The plot above appears to show a season of approximately 12 months (~52 weeks) from peak to peak (or from trough to trough). For example, the period from June 2020 to June 2021 could represent the length of one season (trough to trough), or the period from December 2020 to December 2021 could represent the length of one season (peak to peak).

However, the seasons in the plot above vary in amplitude: the second season has a higher peak, and then the third season has a much reduced amplitude. Fortunately, since this is data for an infectious disease, we don’t want the seasons to continue indefinitely. There are reasons why the seasonality might diminish with time: e.g., people will have acquired some level of immunity through vaccinations or past infections.

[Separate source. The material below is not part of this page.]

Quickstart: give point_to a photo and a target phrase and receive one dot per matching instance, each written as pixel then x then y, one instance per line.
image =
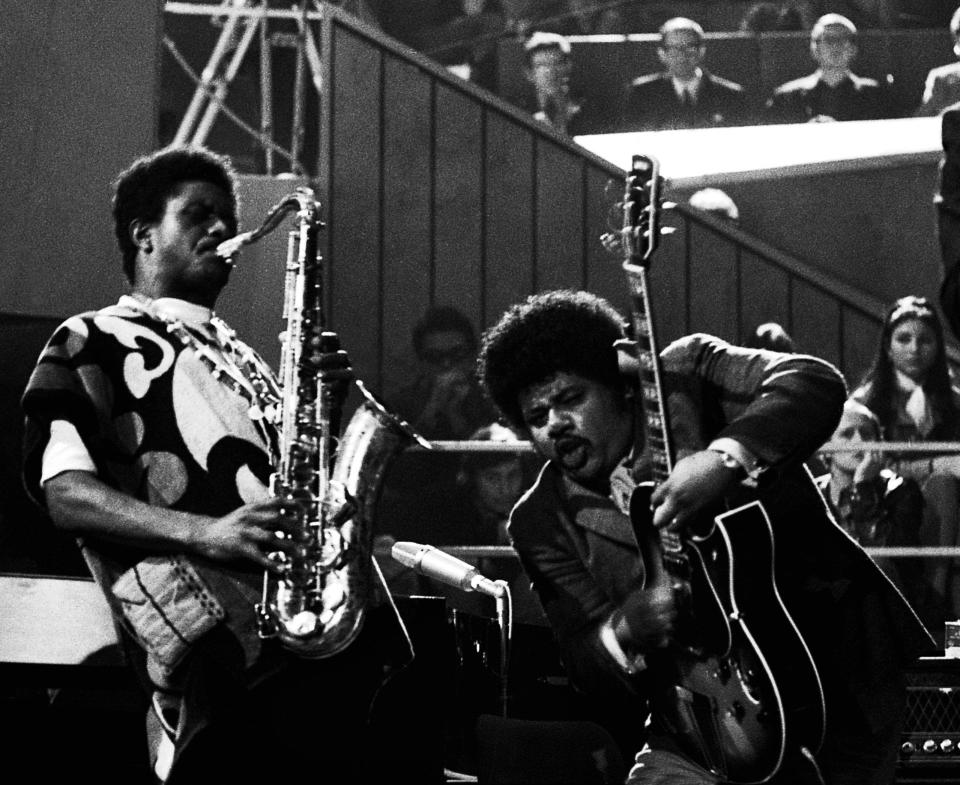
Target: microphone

It also seems reasonable that a season would exist for this data and that it would follow a yearly cycle: COVID-19 is an infectious disease spread from person-to-person. Since people’s activities tend to follow a yearly pattern (such as: start of school year, holiday gatherings, summer vacations, etc.), it would seem reasonable that COVID-19 cases would track with activities that are more likely to result in the spread of COVID-19 (such as indoor end-of-year holiday gatherings).

Autocorrelation

Autocorrelation can be used to detect seasons in time series data by calculating the amount that a variable (in this case, our time-based variable) correlates with itself at different lags (i.e., past time periods).

If a predictable season exists within the data, an ACF (autocorrelation function) plot would help identify it.

acf(weekly_cases_ts, lag.max = 100, ci = 0.95, na.action = na.exclude, main = "ACF for Weekly Case Counts")

The ACF plot does show peaks and troughs, though they vary in amplitude. The first positive ACF peak occurs around lag 58. Since each lag represents one week, this is approximately equal to one year (52 weeks).


This dataset will be explored further in subsequent data dives.